Fuel oil is a lighter type of oil, or a liquid byproduct of crude oil, which is used for energy, especially for heating. When petroleum is refined, there are two main categories under which it is classified: distillate oils, including diesel, and residual oils, which include things like kerosene. There are different types of fuel oils in each category. The distillate type is generally used for home heating.
While gasoline is also a byproduct of the petroleum refining process, it is far less stable than the fuel oil used to heat homes and commercial properties. Even so, the rise and fall of gas prices is generally a good indicator of the stability, or lack thereof, of other oil prices. Since the price of crude oil directly affects the price of oil used for fuel, consumers should be prepared to pay more to heat their homes as the worldwide demand for oil and gas continues to increase.
The costs of refining must also be figured in to the price, as must the costs of transporting and distributing it. When the price of crude oil rises, gas prices go up, so the price of transporting fuel oil does as well. This may be felt even more by families that live in rural locations, requiring longer trips to transport and distribute the oil.
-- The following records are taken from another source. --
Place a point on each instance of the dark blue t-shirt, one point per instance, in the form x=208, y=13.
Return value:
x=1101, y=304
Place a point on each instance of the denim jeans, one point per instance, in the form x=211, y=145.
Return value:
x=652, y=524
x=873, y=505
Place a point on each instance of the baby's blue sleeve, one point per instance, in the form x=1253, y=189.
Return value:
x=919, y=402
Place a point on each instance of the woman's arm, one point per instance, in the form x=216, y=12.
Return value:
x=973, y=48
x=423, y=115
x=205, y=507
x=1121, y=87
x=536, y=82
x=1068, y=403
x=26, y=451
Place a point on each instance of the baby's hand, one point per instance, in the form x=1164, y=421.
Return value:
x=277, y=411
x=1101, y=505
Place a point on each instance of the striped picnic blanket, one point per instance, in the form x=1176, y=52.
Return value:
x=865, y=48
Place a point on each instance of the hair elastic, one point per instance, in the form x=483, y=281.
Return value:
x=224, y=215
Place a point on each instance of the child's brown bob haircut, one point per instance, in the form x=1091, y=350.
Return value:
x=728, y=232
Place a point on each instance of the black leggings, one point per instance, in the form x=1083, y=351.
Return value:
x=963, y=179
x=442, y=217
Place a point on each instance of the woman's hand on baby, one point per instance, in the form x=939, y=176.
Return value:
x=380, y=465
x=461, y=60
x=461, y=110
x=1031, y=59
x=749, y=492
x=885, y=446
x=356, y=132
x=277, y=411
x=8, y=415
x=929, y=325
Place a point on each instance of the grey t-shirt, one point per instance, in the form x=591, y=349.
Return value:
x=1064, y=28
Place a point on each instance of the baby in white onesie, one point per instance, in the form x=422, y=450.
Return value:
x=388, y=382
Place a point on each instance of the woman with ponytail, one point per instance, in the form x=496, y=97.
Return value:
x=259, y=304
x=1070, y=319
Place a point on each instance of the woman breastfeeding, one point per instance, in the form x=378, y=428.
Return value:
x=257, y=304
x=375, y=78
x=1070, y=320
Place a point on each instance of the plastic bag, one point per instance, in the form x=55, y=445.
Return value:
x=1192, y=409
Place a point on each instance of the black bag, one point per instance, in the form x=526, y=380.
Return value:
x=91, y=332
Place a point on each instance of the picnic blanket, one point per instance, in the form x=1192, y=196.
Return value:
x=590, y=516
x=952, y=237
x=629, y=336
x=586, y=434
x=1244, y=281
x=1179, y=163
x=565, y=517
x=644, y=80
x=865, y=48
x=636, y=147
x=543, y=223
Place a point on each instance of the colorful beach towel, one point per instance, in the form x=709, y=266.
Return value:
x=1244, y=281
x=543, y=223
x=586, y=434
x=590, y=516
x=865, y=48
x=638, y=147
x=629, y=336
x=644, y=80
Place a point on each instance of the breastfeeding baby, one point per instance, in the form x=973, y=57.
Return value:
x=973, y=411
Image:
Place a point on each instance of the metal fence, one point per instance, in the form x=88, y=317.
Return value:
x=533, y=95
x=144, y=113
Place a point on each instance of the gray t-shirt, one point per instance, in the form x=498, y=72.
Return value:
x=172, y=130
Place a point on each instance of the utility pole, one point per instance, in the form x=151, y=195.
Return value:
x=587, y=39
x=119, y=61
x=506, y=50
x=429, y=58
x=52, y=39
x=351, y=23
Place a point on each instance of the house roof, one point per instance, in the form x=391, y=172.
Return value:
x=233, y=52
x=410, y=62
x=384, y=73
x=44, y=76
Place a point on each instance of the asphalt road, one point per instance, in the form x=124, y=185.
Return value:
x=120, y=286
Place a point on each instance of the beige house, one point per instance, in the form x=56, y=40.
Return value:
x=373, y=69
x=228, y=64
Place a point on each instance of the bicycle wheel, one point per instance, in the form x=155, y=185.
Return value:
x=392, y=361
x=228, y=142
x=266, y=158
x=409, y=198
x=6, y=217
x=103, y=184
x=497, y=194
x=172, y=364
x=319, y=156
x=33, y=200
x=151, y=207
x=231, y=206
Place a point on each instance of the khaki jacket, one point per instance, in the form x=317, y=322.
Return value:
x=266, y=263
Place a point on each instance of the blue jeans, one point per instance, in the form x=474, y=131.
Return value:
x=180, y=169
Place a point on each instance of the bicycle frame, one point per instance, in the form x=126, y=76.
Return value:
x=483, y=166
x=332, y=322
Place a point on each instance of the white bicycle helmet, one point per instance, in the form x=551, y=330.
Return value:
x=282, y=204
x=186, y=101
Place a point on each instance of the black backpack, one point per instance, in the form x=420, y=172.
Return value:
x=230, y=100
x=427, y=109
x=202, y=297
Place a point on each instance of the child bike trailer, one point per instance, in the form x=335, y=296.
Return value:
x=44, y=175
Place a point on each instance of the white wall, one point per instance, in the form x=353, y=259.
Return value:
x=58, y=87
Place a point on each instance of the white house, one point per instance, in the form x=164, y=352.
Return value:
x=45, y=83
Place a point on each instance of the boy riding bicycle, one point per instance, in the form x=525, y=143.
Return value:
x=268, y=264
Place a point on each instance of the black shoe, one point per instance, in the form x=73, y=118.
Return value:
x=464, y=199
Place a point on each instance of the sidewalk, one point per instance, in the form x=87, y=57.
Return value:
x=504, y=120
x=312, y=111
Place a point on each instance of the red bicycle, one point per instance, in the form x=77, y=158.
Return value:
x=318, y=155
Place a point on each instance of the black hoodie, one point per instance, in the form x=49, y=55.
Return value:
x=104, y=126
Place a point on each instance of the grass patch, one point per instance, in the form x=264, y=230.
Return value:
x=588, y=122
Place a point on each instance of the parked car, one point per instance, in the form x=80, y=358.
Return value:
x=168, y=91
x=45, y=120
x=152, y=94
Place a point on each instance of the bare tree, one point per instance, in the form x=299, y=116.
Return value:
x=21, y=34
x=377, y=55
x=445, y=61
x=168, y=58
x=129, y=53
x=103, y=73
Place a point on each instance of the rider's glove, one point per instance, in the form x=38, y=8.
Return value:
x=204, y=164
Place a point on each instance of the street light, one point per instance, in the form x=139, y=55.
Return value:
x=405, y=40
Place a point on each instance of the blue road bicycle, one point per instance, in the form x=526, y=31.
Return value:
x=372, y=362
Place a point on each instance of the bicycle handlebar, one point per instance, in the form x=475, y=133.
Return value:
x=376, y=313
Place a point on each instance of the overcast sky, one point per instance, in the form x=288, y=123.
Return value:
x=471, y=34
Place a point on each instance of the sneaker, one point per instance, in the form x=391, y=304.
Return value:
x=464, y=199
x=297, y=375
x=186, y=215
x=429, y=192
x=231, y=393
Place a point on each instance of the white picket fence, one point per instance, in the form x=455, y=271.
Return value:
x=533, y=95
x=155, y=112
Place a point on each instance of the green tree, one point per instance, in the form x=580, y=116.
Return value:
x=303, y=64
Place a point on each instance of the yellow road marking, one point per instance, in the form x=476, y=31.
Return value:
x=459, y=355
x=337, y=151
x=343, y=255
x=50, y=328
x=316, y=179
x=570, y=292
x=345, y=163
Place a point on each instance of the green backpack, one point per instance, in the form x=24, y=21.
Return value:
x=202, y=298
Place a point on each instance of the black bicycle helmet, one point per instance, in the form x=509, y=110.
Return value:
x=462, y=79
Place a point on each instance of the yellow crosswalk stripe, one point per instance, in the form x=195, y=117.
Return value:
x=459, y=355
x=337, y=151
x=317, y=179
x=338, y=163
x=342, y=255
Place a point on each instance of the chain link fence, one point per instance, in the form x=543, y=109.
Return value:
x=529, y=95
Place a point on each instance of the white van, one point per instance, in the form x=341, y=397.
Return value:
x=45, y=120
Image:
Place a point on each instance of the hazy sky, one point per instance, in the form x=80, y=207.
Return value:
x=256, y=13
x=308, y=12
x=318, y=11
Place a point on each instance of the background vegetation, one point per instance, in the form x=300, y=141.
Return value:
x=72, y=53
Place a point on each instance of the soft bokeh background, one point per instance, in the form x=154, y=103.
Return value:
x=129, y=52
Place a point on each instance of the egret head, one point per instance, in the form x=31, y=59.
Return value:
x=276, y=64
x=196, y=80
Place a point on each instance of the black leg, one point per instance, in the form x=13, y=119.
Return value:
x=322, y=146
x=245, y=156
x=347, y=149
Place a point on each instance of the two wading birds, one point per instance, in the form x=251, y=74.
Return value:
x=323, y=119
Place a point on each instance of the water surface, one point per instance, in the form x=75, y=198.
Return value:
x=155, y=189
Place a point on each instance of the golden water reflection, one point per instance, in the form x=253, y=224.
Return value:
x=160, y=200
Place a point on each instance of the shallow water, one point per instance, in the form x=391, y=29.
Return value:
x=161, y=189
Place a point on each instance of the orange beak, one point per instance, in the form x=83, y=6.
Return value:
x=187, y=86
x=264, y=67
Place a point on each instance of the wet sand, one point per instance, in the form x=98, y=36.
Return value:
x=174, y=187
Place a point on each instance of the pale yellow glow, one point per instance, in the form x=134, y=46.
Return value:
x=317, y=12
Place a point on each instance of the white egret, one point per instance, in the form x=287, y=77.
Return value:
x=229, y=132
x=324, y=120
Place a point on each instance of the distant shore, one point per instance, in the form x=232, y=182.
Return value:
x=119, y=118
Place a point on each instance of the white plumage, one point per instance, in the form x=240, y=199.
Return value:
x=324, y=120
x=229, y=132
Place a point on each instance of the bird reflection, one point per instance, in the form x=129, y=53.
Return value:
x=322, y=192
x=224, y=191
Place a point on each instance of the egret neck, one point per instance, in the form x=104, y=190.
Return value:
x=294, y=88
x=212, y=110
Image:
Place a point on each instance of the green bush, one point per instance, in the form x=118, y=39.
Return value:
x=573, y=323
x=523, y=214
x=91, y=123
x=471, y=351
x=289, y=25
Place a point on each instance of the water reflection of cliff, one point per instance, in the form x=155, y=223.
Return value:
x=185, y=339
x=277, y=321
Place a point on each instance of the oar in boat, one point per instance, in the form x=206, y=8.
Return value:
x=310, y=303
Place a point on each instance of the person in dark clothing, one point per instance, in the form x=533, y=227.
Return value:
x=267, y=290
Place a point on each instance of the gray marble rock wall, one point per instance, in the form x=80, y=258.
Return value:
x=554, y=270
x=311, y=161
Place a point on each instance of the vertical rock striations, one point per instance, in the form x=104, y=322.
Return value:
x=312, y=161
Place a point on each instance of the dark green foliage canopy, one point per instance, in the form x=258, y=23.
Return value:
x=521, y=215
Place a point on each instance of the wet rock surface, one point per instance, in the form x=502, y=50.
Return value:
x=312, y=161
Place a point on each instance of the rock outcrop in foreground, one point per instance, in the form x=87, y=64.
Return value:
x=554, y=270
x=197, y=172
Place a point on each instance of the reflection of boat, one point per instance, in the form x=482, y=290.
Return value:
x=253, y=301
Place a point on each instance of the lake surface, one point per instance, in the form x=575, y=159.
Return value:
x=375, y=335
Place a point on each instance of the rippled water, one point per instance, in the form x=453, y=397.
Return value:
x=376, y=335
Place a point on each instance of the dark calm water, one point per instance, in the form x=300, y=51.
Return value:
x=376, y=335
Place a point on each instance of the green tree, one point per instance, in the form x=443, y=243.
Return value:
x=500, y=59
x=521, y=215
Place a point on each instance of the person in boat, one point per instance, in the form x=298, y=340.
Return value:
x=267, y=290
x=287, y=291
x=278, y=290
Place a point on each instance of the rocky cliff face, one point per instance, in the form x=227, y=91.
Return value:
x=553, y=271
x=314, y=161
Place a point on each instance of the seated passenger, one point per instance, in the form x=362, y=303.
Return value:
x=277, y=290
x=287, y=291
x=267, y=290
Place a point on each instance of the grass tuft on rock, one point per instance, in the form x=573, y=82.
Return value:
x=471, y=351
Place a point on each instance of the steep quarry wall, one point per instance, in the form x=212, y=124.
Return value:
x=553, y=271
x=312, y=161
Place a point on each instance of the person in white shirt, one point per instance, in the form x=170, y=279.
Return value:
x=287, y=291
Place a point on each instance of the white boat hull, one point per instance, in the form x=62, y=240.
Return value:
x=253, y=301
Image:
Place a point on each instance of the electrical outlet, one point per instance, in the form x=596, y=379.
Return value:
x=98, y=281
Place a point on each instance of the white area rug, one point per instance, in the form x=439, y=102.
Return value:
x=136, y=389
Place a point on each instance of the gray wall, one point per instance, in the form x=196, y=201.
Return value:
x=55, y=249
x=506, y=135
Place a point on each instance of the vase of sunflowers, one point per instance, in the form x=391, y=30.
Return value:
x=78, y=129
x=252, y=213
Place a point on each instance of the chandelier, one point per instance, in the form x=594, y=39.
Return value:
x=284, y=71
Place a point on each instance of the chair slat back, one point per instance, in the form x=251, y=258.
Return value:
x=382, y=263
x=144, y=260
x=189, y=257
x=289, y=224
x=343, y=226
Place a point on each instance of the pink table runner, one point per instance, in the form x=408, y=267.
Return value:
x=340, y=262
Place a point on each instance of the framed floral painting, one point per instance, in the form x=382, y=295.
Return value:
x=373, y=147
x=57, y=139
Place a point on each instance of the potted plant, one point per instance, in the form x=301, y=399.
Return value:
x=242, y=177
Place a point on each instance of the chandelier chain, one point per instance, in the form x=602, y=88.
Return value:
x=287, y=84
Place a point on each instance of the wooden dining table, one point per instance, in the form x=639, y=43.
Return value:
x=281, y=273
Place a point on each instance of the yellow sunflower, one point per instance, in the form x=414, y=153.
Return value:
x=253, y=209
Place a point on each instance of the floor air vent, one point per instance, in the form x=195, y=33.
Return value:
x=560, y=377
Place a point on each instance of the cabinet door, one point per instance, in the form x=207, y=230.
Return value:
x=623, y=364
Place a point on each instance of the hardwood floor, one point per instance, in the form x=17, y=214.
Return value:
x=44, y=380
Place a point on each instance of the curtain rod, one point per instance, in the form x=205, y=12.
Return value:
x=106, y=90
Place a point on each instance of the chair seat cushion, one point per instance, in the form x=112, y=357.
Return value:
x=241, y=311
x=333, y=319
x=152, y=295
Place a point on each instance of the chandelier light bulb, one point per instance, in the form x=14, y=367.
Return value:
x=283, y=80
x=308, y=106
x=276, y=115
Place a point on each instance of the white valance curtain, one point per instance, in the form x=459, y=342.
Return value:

Seasonal issues tend to play a role in the price of fuel oil as well. During periods when the demand for gasoline is high, refining companies process less oil for heating. This means that, when the demand for home heating oil increases, so will the price because the supply is limited. This fact often causes the price to rise quickly and sharply.
In the U.S., much of the oil that is consumed, including heating oil, comes from foreign sources. Some of the refining is done in the domestically, but the rest is refined in other countries such as Canada or Venezuela, which may also affect the price.